The World Health Organization (WHO) defines coronaviruses as "a large family of viruses that are known to cause illness ranging from the common cold to more severe diseases such as Middle East Respiratory Syndrome (MERS) and Severe Acute Respiratory Syndrome (SARS)".

Coronavirus (COVID-19)

COVID-19 refers to the "coronavirus disease 2019" and is a disease that can affect the lungs and airways. It is caused by a type of coronavirus. Further information is available from the World Health Organization (WHO).

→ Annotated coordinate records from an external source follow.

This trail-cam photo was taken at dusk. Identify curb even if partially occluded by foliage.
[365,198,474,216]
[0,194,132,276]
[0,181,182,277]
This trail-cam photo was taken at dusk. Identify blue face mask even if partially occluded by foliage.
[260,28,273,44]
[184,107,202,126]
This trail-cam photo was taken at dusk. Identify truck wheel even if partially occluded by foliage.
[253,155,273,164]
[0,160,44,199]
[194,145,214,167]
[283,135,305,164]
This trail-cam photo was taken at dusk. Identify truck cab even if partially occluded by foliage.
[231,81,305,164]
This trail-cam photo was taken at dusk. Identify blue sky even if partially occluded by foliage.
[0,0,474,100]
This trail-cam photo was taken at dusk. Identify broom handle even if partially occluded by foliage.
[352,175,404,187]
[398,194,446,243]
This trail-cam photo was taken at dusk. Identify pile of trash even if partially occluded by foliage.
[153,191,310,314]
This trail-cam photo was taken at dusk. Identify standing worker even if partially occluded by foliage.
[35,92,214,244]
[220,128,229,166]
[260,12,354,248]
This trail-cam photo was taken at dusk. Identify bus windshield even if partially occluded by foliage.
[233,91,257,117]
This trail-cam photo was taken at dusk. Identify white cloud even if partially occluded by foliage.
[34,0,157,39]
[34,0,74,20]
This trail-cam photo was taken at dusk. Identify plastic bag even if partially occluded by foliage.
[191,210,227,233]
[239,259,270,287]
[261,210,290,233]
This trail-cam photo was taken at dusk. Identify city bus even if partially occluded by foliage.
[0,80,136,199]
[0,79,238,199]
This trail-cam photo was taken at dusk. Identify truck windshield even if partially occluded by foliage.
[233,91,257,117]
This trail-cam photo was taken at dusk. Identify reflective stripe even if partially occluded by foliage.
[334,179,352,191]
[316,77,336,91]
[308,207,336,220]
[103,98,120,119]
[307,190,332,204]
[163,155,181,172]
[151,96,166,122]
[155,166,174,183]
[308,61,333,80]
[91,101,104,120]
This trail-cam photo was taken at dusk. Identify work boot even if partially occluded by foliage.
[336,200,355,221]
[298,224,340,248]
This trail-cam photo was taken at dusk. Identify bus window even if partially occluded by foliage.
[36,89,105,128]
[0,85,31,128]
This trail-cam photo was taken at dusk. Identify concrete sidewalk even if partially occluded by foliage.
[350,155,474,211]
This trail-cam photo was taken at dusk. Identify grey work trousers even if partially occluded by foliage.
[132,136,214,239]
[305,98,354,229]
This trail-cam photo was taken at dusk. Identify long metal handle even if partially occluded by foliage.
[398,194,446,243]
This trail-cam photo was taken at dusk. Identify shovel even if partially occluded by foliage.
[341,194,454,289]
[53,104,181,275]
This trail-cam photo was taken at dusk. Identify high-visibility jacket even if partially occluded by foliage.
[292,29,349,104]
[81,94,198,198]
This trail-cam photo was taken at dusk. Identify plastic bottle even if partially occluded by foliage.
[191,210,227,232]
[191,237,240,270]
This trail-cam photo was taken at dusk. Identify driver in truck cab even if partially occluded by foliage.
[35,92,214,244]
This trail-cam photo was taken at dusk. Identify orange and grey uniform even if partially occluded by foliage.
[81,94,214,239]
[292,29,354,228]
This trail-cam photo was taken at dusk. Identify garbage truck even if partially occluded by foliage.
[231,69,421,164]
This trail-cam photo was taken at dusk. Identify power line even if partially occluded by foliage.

Cox proportional hazards regression model

The Cox proportional hazards regression model is a multiple regression procedure that measures the association between a time-to-event outcome and a characteristic of interest such as age, while adjusting for other characteristics expected to also be associated with the outcome.

95% confidence intervals

A confidence interval is a measure of the uncertainty around a specific estimate. If a confidence interval is 95%, it is expected that the interval will contain the true value on 95 occasions if repeated 100 times. As intervals around estimates widen, the level of uncertainty about where the true value lies increases. The size of the interval around the estimate is strongly related to the number of deaths, prevalence of health states and the size of the underlying population. At a national level, the overall level of error will be small compared with the error associated with a local area or a specific age and sex breakdown. More information is available on our uncertainty pages.

Deaths involving COVID-19

For this analysis we define a death as involving COVID-19 if the International Classification of Diseases 10th edition (ICD-10) code U07.1 (COVID-19, virus identified) is mentioned on the death certificate.

Hazard ratio

A hazard ratio is a measure of the relative differences in the instantaneous rate of mortality between groups. A hazard ratio greater than one indicates the rate of mortality is higher, and likewise less than one lower, in the population group under study compared with a reference group.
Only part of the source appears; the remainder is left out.